A crown cork is being used to seal beverages - also carbonated ones - airtight and tasteless. The aim is to preserve the quality of the bottle’s content and guarantee a leak-proof bottle transport. Up until Painter's invention, people tried a wide variety of stoppers for lemonade, beer and other carbonated beverages, but they often leaked or simply did not hold. The swing stopper provided a remedy, but its production was associated with higher material and energy costs.
Painter countered this problem with the idea of dividing the pressure of the gas on the bottle cap on a metal sleeve with 24 prongs. The even distribution of pressure on the bottleneck ensures an airtight closure without breaking it. To prevent the bottle’s content from coming into contact with the metal sheet, the lid is coated with paper on the inside and a cork ring ensures a leak-proof seal. The crown cork also prevailed the usual swing stopper due to its lower manufacturing costs.
That same year, the passionate inventor William Painter filed a patent application for the crown cork in Germany with the number DE68350 and founded the "Crown Cork & Seal Company" in Baltimore. He invented a bottle opener ( US514200 ) to go with the crown cork, as well as a machine for closing bottles and much more. In the course of his life, he registered a total of 85 patents!

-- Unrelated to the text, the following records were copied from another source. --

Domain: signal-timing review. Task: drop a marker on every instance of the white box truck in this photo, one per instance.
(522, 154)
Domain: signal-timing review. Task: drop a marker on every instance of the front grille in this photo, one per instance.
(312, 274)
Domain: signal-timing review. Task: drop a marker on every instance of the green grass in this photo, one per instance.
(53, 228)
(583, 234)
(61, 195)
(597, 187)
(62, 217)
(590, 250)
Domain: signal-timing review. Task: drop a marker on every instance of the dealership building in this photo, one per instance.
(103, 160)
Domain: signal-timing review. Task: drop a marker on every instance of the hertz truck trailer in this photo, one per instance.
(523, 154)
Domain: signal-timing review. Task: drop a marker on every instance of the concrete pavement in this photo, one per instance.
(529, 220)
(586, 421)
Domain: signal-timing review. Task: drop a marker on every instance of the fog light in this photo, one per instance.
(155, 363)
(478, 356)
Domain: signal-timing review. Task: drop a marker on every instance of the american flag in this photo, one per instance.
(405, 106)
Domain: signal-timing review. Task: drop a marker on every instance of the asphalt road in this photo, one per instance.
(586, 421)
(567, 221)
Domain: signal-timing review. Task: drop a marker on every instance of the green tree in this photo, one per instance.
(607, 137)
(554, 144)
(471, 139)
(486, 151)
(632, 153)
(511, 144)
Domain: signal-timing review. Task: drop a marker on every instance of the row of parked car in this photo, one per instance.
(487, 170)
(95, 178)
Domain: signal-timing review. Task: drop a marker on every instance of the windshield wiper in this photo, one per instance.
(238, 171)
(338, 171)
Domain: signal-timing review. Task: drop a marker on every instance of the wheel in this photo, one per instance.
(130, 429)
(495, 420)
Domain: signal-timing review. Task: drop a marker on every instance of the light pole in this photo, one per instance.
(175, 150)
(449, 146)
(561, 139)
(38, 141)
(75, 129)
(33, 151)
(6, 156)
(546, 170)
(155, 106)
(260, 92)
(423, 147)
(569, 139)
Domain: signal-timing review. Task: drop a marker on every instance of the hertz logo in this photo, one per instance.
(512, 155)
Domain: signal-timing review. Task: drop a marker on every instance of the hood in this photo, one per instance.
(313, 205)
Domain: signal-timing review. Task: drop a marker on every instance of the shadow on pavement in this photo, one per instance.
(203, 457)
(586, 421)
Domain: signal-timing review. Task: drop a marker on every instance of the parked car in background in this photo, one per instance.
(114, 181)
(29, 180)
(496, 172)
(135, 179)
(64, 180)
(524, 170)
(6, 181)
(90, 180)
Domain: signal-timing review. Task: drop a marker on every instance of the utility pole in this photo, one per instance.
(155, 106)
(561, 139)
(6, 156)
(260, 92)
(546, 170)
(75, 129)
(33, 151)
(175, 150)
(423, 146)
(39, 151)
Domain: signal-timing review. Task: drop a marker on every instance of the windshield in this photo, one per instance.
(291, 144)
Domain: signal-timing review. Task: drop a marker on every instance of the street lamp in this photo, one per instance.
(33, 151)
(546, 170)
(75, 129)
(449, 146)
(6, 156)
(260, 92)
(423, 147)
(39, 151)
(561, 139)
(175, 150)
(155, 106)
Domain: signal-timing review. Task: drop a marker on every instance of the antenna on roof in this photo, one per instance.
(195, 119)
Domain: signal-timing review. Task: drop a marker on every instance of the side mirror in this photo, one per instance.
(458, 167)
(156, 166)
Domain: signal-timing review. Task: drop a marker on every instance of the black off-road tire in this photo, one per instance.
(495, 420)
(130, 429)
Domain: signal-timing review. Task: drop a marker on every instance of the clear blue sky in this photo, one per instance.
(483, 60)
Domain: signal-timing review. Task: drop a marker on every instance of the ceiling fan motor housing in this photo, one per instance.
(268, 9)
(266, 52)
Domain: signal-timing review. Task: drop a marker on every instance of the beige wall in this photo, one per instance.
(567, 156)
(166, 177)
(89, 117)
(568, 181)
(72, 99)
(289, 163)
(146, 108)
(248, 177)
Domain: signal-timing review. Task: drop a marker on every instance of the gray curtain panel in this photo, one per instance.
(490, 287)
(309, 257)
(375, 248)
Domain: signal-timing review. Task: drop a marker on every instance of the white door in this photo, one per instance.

Today's commercially available crown cork only has 21 prongs by the way – other than the original – as the diameters of the bottlenecks have been reduced. It also solved the problem of tilting, which was often caused by crown corks with an even number of serrations in the feed lines of the filling machines because two serrations were always exactly opposite each other. In Germany, crown corks with the DIN 6099 standard fit on glass bottles whose mouthpieces are produced according to the DIN 6094 standard.
PNZ Aachen wishes you a beautiful summer full of sparkling ideas!